De aanvullende rechters focussen zich op de dossiers uit het tweede werkjaar. Zij slaagden er met zijn twaalven in om 1/3 van de dossiers uit het 2de werkjaar weg te werken. Aan dit tempo is nog 2 jaar nodig om de dossiers uit het tweede werkjaar weg te werken.
De dossiers uit het eerste werkjaar worden door de 4 vaste rechters van de raad af en toe tussen de nieuwe dossiers door behandeld. Ook voor die dossiers werd in het vijfde werkjaar 1/3 weggewerkt. Dus aan dit tempo is hier ook nog 2,5 jaar nodig.
Dit betekent dat het nog 2 jaar kan duren vooraleer alle dossiers uit najaar 2009/voorjaar 2010 afgewerkt zijn.
Maar de Raad haalt ook de zelf opgelegde doelstelling om geen nieuwe achterstand op te bouwen niet.
Sinds de aanstelling van de aanvullende rechters concentreren de vaste rechters zich op dossiers van na 1 september 2011. Af en toe nemen ze er een dossier uit 2009-2010 bij.
In het vierde werkjaar kwamen de vier vaste rechters tot 717 uitspraken ten gronde, in het vijfde werkjaar waren dat er slechts 567, of 150 minder.[i] De vier vaste raadsleden kwamen uiteindelijk tot ongeveer 630 einduitspraken, maar er kwamen wel 792 nieuwe dossiers bij.[ii]

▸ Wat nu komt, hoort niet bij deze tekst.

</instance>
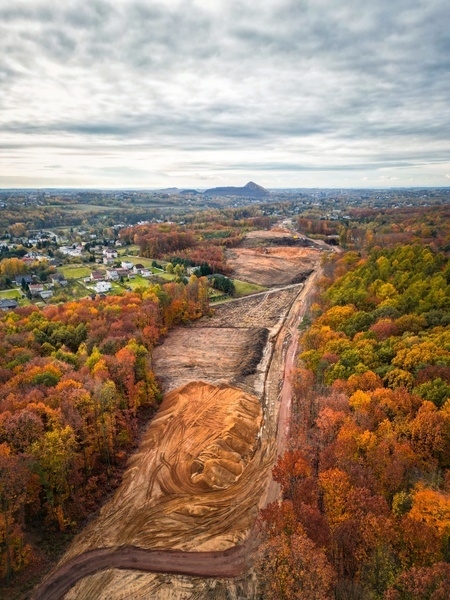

Natuurlijk vermindert het aantal dossiers dat op een uitspraak wacht, dankzij de inspanningen van de aanvullende rechters, maar er komen nog steeds meer dossiers binnen per jaar dan er door de vaste leden worden afgesloten.
Zelfevaluatie
De Raad legt verantwoording af voor haar werking in een jaarverslag. Traditiegetrouw opent dit document met een verwijzing naar de intussen genoegzaam bekende moeilijke opstart in het najaar van 2009.
Daarnaast verwijst de Raad naar de zelf uitgevoerde werklastmeting om te stellen dat er hard wordt gewerkt en dat er dus nog meer geld en personeel moet bijkomen om de output te doen matchen met de input.
Lode Ceyssens: “De toon in het jaarverslag is storend. De Raad blijft steeds bijkomende excuses aanvoeren om de blijvende achterstand en het uitblijven van een realistisch perspectief voor oude dossiers te rechtvaardigen. Aan al hun verzuchtingen is tot nog toe tegemoet gekomen, en nog zonder aanvaardbaar resultaat. Dit lijkt wel een bodemloze put.”
Nieuwe rechtstechnieken
Na lange onderhandelingen en procedures werd de codex ruimtelijke ordening aangepast met een aantal nieuwe rechtstechnieken om dossiers vlotter af te handelen. Zo werd de bestuurlijke lus in 19 zaken aangehaald, maar doordat het grondwettelijk Hof de bepalingen in de codex die de toepassing ervan regelde vernietigde, bleek dit een maat voor niets. Bemiddeling werd aangehaald in een17-tal dossiers maar bracht in geen enkele casus een uitspraak of een oplossing dichterbij.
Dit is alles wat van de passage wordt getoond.